Harris arrived Monday in Salt Lake City, Utah, for Wednesday’s vice presidential debate ,where she will face off against Vice President Mike Pence. The op-ed seems to be a pitch to Mormon voters not just in Utah, but in swing states like Arizona and Nevada, which both boast sizable Mormon populations.

Despite Harris taking the tone of someone protecting babies from getting separated from their mothers in this op-ed, she is a strident supporter of abortion and has a consistent record of being one of the most pro-abortion Democrats in Congress.

Harris has a 100 percent rating with Planned Parenthood, which, according to its 2019 annual report, aborted 345,672 babies in that fiscal year. Planned Parenthood has endorsed the Biden-Harris ticket for president and vice president.

Harris voted against the Born-Alive Abortion Survivors Protection Act, which would have required babies who survived abortion to be given lifesaving treatment, including nutrition.

Harris nonetheless in the op-ed wrote about religious influences in her own life, discussing herself and her sister growing up:

When my sister Maya and I were growing up, we lived two doors down from Regina and Arthur Shelton, a wonderful couple who ran a day care and after-school program out of their home. Because our mother was raising us mostly on her own, and was still at work when we came home from school in the afternoons, we would go straight to the Sheltons’ house. Mrs. Shelton became a second mother to us. We became family to each other.

Maya and I loved singing in the children’s choir at the 23rd Avenue Church of God. On Sundays, our mother would get us dressed in our Sunday best and send us off to church, piled in with the other kids in the back of Mrs. Shelton’s station wagon. There, my earliest memories of the Bible’s teachings were of a loving God, a God who asked us to serve and stand up for others, especially those who were not wealthy or powerful.

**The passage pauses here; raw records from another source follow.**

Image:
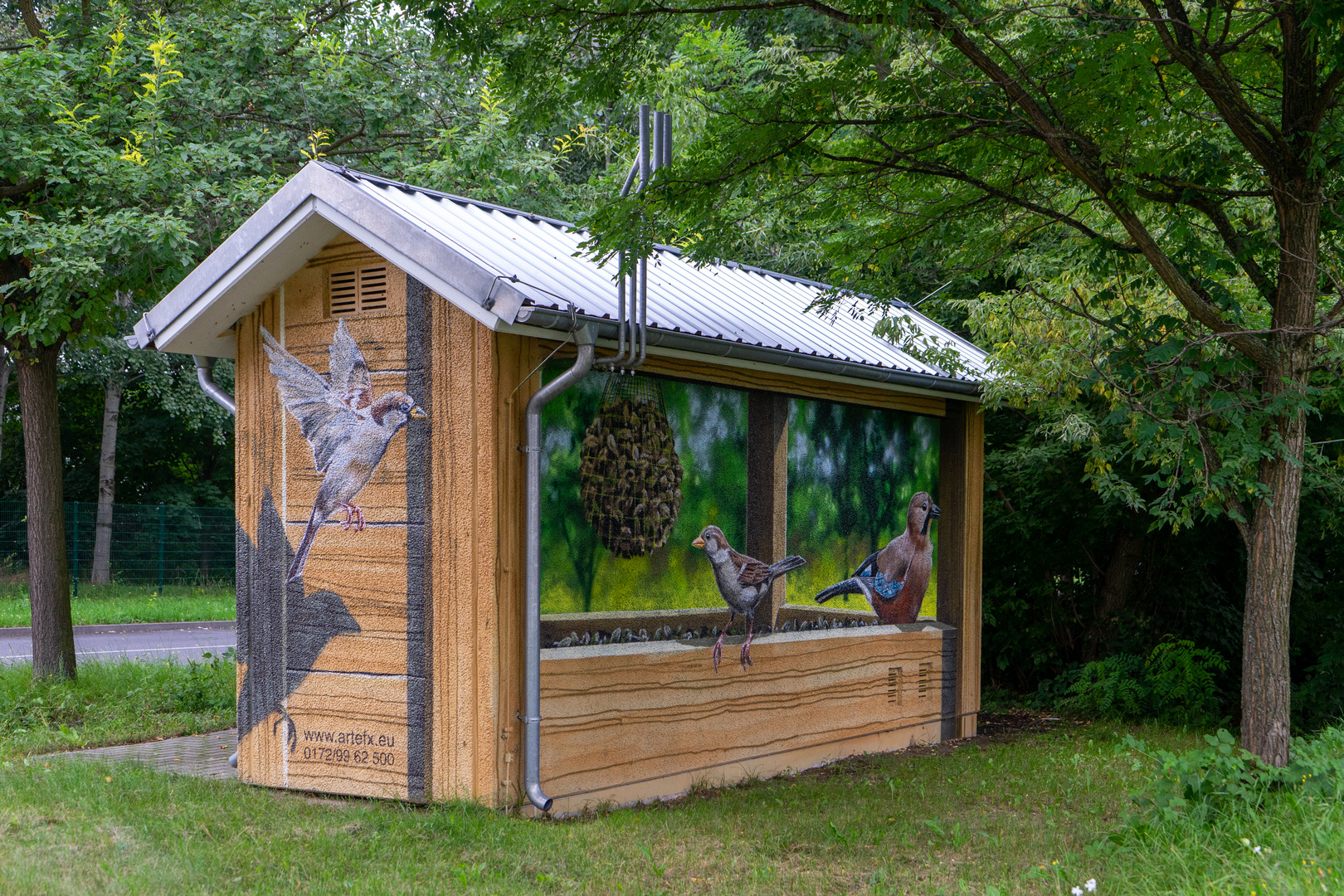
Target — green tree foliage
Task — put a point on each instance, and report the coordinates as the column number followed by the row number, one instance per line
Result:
column 1153, row 180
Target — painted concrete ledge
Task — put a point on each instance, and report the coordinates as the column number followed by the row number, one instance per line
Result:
column 17, row 631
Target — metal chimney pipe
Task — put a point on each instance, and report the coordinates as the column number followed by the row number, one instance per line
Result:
column 644, row 145
column 587, row 340
column 667, row 139
column 657, row 140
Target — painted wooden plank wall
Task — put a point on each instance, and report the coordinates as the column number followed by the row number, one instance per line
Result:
column 620, row 715
column 962, row 489
column 329, row 694
column 465, row 642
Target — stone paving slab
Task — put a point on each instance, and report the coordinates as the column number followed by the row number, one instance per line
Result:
column 197, row 755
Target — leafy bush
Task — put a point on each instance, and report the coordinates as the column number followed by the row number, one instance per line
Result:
column 1199, row 783
column 1176, row 684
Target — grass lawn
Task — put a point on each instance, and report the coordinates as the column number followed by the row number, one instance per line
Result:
column 1036, row 807
column 117, row 603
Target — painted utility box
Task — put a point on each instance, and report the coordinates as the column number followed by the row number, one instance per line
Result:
column 387, row 340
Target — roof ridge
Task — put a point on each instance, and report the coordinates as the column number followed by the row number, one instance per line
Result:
column 353, row 173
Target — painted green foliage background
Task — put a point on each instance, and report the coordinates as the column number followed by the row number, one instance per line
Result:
column 851, row 475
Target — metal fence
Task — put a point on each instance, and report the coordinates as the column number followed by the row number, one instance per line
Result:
column 151, row 543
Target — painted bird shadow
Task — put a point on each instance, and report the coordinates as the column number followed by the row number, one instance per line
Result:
column 269, row 607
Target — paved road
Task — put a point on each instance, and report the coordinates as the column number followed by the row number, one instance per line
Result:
column 179, row 641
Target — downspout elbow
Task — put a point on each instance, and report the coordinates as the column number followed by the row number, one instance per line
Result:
column 587, row 342
column 206, row 377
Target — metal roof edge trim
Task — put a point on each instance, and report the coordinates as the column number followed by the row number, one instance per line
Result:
column 272, row 215
column 548, row 319
column 314, row 190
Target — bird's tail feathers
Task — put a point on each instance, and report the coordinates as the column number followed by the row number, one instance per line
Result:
column 849, row 586
column 296, row 568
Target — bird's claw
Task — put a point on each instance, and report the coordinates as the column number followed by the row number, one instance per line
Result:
column 353, row 516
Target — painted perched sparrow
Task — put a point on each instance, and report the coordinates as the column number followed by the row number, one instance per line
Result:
column 346, row 427
column 743, row 583
column 895, row 578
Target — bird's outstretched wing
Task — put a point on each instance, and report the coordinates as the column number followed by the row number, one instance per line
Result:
column 348, row 371
column 754, row 572
column 869, row 566
column 323, row 416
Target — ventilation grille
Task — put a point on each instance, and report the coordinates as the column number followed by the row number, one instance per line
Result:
column 359, row 290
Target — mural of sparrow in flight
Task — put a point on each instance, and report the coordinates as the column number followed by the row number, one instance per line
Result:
column 895, row 578
column 346, row 427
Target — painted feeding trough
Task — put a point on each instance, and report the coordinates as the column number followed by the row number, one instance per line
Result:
column 479, row 557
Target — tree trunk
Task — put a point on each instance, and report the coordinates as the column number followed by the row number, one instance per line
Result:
column 1272, row 533
column 30, row 19
column 106, row 481
column 1269, row 587
column 1127, row 555
column 49, row 571
column 6, row 368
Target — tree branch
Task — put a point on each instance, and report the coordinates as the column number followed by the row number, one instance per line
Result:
column 30, row 17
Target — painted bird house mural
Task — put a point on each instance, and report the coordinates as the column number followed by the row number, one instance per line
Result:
column 507, row 536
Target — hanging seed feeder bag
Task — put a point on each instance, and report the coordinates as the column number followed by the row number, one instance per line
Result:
column 629, row 472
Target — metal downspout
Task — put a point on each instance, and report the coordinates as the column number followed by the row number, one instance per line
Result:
column 587, row 340
column 206, row 377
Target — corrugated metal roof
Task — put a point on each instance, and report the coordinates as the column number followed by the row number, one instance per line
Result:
column 726, row 301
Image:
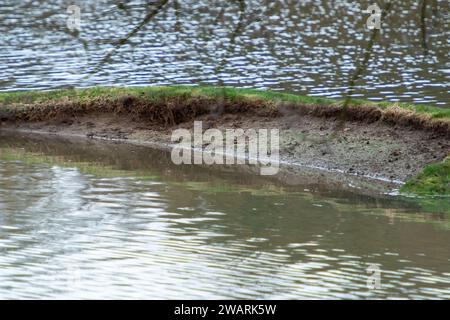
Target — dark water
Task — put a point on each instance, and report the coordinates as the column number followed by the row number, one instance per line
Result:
column 313, row 47
column 95, row 220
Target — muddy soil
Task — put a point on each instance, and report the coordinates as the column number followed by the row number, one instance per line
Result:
column 376, row 150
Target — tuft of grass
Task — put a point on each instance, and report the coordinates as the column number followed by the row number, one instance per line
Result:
column 433, row 180
column 160, row 94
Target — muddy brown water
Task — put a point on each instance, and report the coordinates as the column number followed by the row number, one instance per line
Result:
column 307, row 47
column 87, row 219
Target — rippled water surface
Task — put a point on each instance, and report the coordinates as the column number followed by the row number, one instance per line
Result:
column 94, row 220
column 313, row 47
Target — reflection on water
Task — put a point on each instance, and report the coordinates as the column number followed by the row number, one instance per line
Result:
column 308, row 47
column 93, row 220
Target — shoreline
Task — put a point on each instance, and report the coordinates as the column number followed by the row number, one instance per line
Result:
column 312, row 132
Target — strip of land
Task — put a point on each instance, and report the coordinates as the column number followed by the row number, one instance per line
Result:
column 393, row 142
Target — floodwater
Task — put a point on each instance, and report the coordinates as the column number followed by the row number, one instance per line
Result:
column 85, row 219
column 313, row 47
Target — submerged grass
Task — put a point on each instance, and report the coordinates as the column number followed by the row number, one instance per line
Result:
column 433, row 180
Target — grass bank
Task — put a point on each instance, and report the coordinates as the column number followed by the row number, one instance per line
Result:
column 175, row 104
column 168, row 106
column 433, row 180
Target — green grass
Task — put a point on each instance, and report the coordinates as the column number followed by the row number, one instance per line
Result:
column 161, row 93
column 433, row 180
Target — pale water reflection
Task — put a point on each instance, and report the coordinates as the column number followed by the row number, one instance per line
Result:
column 97, row 220
column 308, row 47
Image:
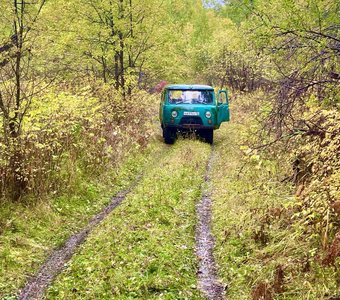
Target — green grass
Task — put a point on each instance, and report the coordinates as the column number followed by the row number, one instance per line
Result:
column 251, row 240
column 29, row 232
column 145, row 248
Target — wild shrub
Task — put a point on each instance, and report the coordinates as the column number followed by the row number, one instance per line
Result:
column 65, row 136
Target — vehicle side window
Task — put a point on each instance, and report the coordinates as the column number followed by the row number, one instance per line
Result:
column 222, row 98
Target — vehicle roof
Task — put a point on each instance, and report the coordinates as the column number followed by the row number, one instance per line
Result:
column 188, row 87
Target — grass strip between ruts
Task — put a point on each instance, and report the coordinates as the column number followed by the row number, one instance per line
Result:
column 145, row 248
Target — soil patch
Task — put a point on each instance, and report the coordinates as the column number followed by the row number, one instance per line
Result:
column 207, row 271
column 37, row 285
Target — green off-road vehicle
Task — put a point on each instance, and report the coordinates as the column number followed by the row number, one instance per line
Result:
column 193, row 108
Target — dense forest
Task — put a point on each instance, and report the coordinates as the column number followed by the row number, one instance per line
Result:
column 80, row 84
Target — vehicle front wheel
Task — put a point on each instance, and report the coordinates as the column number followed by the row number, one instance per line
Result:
column 169, row 135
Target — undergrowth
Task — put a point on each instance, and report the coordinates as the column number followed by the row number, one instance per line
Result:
column 145, row 248
column 74, row 162
column 269, row 240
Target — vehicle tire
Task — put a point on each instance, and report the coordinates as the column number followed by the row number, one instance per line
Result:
column 209, row 136
column 169, row 135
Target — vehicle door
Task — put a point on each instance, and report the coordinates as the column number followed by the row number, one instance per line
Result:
column 222, row 107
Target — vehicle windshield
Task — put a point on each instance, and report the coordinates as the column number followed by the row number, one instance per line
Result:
column 190, row 97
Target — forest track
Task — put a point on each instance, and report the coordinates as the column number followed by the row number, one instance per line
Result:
column 208, row 282
column 36, row 286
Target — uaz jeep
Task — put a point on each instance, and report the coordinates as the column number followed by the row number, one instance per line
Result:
column 192, row 108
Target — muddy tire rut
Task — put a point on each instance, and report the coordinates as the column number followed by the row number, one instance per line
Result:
column 37, row 285
column 208, row 282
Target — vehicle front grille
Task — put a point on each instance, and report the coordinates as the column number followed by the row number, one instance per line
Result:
column 191, row 120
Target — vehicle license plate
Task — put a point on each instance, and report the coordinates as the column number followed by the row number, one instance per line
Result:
column 191, row 113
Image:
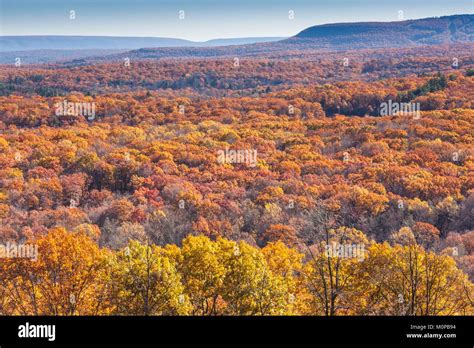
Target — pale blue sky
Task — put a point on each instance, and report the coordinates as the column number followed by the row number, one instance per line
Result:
column 205, row 19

It was where I learned that “faith” is a verb — that we must live our faith and show faith in action.

This is a value shared by people of all beliefs. I saw it as a child when my mother — an immigrant from India — took us to Hindu temples. I see it in my husband, Doug, and his family’s Jewish traditions. I see it in Joe Biden, whose deep Catholic ethic animates his commitment to “the least of these.”

Harris also in the piece praised the Mormon Church’s “commitment to serving others, to doing his work here on Earth, is a moving example of faith in action” and said that example “has always guided my life’s work, from the time I was a young lawyer all the way to the United States Senate and now as a nominee for vice president of the United States.”

Beyond criticizing Trump, Harris criticized what she described as systemic problems in the country as a whole, citing “income inequality” and “structural racism.”

Harris concluded by promising the man with the right values is Biden.

“Those values — kindness, decency, acceptance, generosity, unity — bind us together as people across all faiths and as Americans,” Harris wrote. “Those are the values that, as president, Joe Biden will restore in our public life.”